The Life and Death of Colonel Blimp

From: Monthly Film Bulletin
Vol.10 (1943)

Directors: Michael Powell, Emeric Pressburger
Producers: The Archers
Cast: Anton Walbrook, Deborah Kerr, Roger Livesey
Technicolor 163 mins.

Patriotic romantic drama. Clive Candy, a young Army officer, wins the V.C. in the South African War and then in a quixotic mood sets out for Berlin to allay the rumours of British atrocities, which are rife. As a result he has to fight a duel, from which he forms a lifelong friendship with his opponent, Lt. Theo Kretschmar-Schuldorff of the 2nd Uhlans, to whom he loses the woman he loves. In the 1914 war he rises to the rank of Brigadier, and, coming home, marries a young V.A.D. who reminds him of his first love. When the present war breaks out he is a widower but still in the Army, and his German friend, now a refugee, is living with him. Before the film ends he is retired, joins the Home Guard; but even there turns out to be too clean a fighter for modern ideas.

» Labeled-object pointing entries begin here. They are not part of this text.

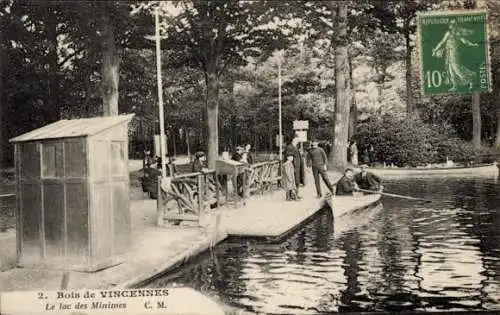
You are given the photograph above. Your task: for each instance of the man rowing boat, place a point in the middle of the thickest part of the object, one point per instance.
(346, 184)
(367, 180)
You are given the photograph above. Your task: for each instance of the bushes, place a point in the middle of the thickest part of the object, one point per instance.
(407, 141)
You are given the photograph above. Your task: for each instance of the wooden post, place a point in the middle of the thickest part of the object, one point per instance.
(217, 185)
(163, 152)
(279, 110)
(201, 196)
(159, 204)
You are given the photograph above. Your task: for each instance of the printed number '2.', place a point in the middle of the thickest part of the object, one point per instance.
(434, 78)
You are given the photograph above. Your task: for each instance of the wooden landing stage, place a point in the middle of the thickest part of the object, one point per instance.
(270, 217)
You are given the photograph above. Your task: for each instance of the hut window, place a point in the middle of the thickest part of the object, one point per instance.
(118, 157)
(49, 160)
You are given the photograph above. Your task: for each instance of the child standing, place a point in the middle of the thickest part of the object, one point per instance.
(288, 178)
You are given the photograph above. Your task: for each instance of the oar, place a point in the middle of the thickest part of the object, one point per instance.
(395, 195)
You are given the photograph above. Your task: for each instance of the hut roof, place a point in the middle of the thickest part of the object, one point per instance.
(73, 128)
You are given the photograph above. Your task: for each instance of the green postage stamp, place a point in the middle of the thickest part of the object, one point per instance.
(454, 52)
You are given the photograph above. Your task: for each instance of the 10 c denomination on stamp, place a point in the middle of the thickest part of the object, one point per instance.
(454, 52)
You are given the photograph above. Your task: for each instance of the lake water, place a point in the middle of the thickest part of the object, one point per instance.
(402, 256)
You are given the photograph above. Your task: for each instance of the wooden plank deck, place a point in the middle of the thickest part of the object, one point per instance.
(269, 216)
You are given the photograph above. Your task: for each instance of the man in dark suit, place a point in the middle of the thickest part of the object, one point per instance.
(248, 146)
(367, 180)
(292, 149)
(318, 160)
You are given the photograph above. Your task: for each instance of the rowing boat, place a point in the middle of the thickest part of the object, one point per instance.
(344, 205)
(477, 170)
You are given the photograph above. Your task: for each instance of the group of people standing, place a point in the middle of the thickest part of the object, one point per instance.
(317, 159)
(292, 175)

     The virtue of this film lies in the skill with which the joint authors, producers and directors - Michael Powell and Emeric Pressburger - have taken the butt of the cartoonists and turned him into the sympathetic figure as played by Roger Livesey. Its message may be obscure, but its emotional appeal is high - a fact which is due in no small measure to Deborah Kerr's presentation of the three women in Candy's life. Anton Walbrook manages to make the German officer-cum-refugee a sympathetic figure and grows old gracefully. The colour is admirable; the script and its delivery by the actors, brilliant; the English atmosphere of understatement well maintained throughout. Each individual part is carefully built up and the film as a whole (if a trifle unsatisfying in retrospect) repays the evident care which has been lavished upon it.